La promesa de Dios es que la predicación puede hacer una diferencia y la hace. La nuestra es la tarea divina de traer a Dios a la mente y Su Palabra en un mundo que parece frenético por ignorarlo a cada momento.
John Killinger nos recuerda que “hablar de Dios es más importante que cualquier otra cosa podemos hacer por las personas. ¿En qué otro lugar del mundo escucharán acerca de Dios?” (Fundamentos de la predicación, p. 13)
En una era en la que el tiempo es cada vez más limitado y valioso, ¿por qué millones de personas regresan a nuestros santuarios semana tras semana para escuchar sermones? Aunque las razones son múltiples, para muchos es el deseo de escuchar una palabra auténtica de Dios. En vidas que están desgarradas por el estrés, desconcertadas por cuestiones éticas, llenas de ansiedad por el futuro, vienen a ti como mensajeros de Dios para que les recuerdes que sus vidas son importantes, que a Dios les importa, que hay esperanza. Vienen, como los griegos vinieron a Felipe, diciendo: “Señor, queremos ver a Jesús.”
Un joven predicador expresó sentimientos de frustración por su lugar en el púlpito. Él escribió: “Ojalá no odiara tanto predicar, pero la degradación de ser un predicador de Brighton es casi intolerable … el púlpito ha perdido su lugar.”

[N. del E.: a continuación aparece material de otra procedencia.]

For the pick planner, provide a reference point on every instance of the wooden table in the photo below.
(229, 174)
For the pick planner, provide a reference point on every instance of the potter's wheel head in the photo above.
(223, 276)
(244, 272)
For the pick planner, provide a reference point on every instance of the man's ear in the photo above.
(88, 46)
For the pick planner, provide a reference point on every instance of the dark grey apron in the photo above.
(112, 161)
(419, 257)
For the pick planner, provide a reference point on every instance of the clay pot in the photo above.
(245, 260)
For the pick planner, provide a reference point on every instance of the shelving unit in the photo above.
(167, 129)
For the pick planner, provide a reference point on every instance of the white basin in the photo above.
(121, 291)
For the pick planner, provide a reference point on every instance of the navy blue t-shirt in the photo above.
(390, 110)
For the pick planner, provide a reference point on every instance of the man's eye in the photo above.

El escritor fue FW Robertson, quien — a los pocos años de su muerte prematura en 1853 — estaba siendo llamado uno de los más grandes predicadores de Inglaterra. Quizás más importantes que los elogios de los historiadores son las palabras de uno de los miembros de su iglesia:
“No puedo describir … la extraña sensación, durante su sermón de unión con él y comunión unos con otros que nos llenó mientras hablaba … Tampoco puedo describir la sensación que teníamos de una Presencia superior con nosotros mientras hablaba — el asombro sagrado que llenó nuestros corazones — la quietud callada en la que el sonido más pequeño era sorprendente — el afán sereno de los hombres que escuchaban como esperando una palabra de revelación para resolver la duda o sanar el dolor de una vida.” (Life and Letters of Frederick W. Robertson, Vol. II, p. 270)
Al igual que Robertson, es posible que nunca comprendamos el impacto total de nuestro trabajo; Dios no promete eso. Él nos llama a proclamar fielmente Su Palabra, y promete que “no volverá vacía.” Eso es suficiente.